The New York Times, 31 July 1927, ill.

•Rutter, Owen, Portrait of Painter, London, 1939, p. 369

•Alcón, María Teresa Ruiz. Habitaciones y Objetos Personales del Rey Don Alfonso XIII, in Reales Sitios, no. 63, 1980, ill. 5 p. 25

•Balansó, Juan, Trío de Príncipes. Ed. Plaza & Janés, S.A., Barcelona, 1985, ill.  between pp. 128 & 129

•Balansó, Juan, Los Diamantes de la Corona, Plaza & Janés, Barcelona 1998, ill. p. 195

•Hart-Davis, Duff, in collaboration with Caroline Corbeau-Parsons, De László: His Life and Art, Yale University Press, 2010, p. 207

•García-Frías Checa, Carmen, ed., El Retrato en Las Colecciones Reales de Patrimonio Nacional de Juan de Flandes a Antonio López, 2015, ill. p. 470

•DLA123-0018 Postcard from Lucy de László to her son, Paul, 20 March 1927, private collection

•DLA162-0437, Pesti Hírlap, 26 June 1927, p. 5

•László, Lucy de, 1927 diary, private collection, p. 130

•László, Lucy de, 1927 diary, private collection, p. 132

With our grateful thanks to Excmo.
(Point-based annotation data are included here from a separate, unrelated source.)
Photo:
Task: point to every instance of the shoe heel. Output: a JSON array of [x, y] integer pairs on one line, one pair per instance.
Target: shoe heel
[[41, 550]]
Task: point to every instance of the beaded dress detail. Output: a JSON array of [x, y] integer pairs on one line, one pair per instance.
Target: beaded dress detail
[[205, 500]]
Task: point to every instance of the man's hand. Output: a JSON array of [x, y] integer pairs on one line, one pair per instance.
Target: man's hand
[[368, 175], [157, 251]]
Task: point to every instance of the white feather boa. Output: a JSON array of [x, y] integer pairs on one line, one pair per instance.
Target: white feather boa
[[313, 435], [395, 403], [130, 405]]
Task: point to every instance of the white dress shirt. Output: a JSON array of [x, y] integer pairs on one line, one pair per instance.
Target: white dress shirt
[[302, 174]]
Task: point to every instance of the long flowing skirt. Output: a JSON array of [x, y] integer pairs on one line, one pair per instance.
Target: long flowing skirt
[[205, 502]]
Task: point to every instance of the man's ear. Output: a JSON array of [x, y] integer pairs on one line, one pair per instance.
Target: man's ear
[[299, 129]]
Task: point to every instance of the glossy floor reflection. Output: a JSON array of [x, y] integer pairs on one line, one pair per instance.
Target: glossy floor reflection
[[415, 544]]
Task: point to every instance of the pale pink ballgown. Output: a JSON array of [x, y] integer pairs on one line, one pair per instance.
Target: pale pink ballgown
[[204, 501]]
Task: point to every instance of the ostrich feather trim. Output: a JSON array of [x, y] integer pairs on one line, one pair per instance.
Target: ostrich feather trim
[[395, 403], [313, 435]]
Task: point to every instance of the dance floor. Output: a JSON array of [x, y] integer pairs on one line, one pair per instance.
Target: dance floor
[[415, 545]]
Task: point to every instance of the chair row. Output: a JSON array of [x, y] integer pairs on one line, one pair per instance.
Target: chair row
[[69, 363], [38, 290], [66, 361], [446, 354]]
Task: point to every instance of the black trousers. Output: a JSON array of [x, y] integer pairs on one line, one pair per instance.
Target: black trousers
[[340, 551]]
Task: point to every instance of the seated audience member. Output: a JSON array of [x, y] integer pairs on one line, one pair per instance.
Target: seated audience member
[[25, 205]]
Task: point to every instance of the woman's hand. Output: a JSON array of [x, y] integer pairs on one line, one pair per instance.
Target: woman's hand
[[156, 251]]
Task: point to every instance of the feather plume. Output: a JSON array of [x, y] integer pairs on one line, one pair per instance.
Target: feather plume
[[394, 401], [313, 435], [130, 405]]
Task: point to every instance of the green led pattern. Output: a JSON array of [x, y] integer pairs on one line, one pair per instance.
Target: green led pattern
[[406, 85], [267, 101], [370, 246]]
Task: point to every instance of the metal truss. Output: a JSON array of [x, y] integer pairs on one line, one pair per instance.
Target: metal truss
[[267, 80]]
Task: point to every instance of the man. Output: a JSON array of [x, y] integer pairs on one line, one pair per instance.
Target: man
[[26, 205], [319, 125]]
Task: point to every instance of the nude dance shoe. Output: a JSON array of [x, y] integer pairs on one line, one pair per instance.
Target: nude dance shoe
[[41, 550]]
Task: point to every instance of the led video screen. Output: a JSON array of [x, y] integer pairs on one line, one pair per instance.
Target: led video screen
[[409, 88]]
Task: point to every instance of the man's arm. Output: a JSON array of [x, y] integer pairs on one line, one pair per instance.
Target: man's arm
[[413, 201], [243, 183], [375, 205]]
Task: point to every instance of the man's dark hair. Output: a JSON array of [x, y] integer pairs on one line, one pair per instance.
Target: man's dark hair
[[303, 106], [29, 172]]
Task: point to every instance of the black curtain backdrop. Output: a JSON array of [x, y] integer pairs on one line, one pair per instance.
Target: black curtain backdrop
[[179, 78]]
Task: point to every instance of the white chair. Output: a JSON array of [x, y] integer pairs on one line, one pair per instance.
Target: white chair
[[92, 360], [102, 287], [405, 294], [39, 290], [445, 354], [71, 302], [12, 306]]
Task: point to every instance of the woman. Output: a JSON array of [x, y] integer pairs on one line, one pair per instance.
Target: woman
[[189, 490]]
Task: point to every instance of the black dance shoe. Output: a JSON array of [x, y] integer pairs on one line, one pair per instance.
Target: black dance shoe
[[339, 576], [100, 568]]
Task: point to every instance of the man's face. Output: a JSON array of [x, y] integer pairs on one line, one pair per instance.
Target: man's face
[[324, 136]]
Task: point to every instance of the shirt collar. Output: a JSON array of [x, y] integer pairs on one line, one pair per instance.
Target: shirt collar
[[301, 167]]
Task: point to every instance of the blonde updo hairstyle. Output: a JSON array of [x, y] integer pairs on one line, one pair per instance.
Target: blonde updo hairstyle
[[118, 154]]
Sr. Don Javier González de Vega y San Román for his assistance in preparing the biography for this entry.

SMdeL 2011


[1] Alfonso, aged nineteen and Jaime, aged eighteen

[2] DLA123-0018, op. cit.

[3] László, Lucy de, 1927 diary, op. cit., 20 April entry, p. 130

[4] The Prince of Asturias would use a wheelchair during this period, because of the severity of his haemophilia

[5] László, Lucy de, 1927 diary, op. cit., 22 April entry, p. 132

[6] Quoted by Jose Maria Zavala, Don Jaime el trágico Borbón, pb. la esfera de los libros, Madrid, 2006, p. 85

[7] This exhibition was arranged as one of the events celebrating the 25th anniversary of King Alfonso XIII’s accession to the throne.